The R&D lab was a social invention that allowed a plethora of technological inventions. And Edison's lab became a model for in-house R&D labs that sprung up within modern corporations and universities that were themselves social inventions. With the R&D lab, we institutionalized technological innovation.

Technological invention is a novel design that allows parts to do jointly what they could not do on their own.
A social invention is a novel design that allows people to do jointly what they could not do on their own.

Both social (banks and stock markets) and technological inventions (steam engines and trains) have the potential to enable. 

Edison's lab was not the first social invention that spawned so many technological inventions, though. In 1623, England passed a law that granted monopoly powers to technological inventors, what we now call patent law. Within a century, in 1699, the steam engine had been invented and the industrial revolution began. 

The result of the industrial revolution? The first per capita increase in income in about 6,000 years. Social invention is as important to progress as technological invention.

Edison's lab marked a huge shift, from merely encouraging invention (with patent law) to actually sponsoring invention (with R&D labs that made invention normal work). 

In the West, we no longer violently resist social invention, as we did with the invention of new forms of church and government during the Protestant Revolution and democratic revolutions. We encourage social invention in the business world, encourage and reward entrepreneurs. What we don't do, though, is sponsor it. That is, in terms of social invention we are closer to the conditions for technological invention prior to Edison's R&D lab. 
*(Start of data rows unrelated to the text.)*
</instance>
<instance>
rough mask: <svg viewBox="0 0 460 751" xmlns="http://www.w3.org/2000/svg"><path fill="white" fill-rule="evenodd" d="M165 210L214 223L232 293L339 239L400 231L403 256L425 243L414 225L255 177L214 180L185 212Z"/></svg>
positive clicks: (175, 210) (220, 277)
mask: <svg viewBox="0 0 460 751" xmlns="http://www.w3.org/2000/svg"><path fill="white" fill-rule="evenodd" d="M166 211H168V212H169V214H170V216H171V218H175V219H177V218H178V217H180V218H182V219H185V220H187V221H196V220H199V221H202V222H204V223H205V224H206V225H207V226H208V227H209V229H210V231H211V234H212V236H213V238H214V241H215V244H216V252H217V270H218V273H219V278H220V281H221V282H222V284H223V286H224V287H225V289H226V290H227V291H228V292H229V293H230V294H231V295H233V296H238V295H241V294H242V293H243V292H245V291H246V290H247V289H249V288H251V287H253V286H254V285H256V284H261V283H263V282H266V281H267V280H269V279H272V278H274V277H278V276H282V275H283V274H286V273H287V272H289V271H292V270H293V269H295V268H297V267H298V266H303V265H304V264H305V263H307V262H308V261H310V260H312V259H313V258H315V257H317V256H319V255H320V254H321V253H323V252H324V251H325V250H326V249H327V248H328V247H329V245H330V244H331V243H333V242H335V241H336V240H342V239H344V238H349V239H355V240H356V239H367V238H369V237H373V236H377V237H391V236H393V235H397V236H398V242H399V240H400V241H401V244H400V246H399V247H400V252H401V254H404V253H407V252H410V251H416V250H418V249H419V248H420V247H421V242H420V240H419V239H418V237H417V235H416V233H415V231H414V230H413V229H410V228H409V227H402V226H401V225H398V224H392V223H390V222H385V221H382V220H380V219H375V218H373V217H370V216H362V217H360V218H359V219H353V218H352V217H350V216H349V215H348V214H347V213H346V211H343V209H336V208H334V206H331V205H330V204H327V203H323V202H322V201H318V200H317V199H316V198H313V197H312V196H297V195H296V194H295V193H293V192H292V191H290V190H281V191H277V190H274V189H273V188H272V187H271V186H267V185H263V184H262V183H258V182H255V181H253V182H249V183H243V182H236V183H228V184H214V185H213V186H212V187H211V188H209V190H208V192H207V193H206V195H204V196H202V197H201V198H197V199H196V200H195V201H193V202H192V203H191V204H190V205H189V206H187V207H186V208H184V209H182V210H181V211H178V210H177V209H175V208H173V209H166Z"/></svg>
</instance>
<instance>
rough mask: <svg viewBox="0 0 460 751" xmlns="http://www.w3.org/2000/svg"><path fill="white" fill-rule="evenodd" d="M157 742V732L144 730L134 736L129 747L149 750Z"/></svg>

Given how much social invention can change and improve lives, perhaps it is time that we moved from merely tolerating or encouraging it to actually sponsoring it. And maybe the big social invention that could help with this is getting serious about turning our corporations into business incubators and changing the role of employee to something more akin to entrepreneur.

And yes, this is one of the big ideas behind The Fourth Economy: Inventing Western Civilization.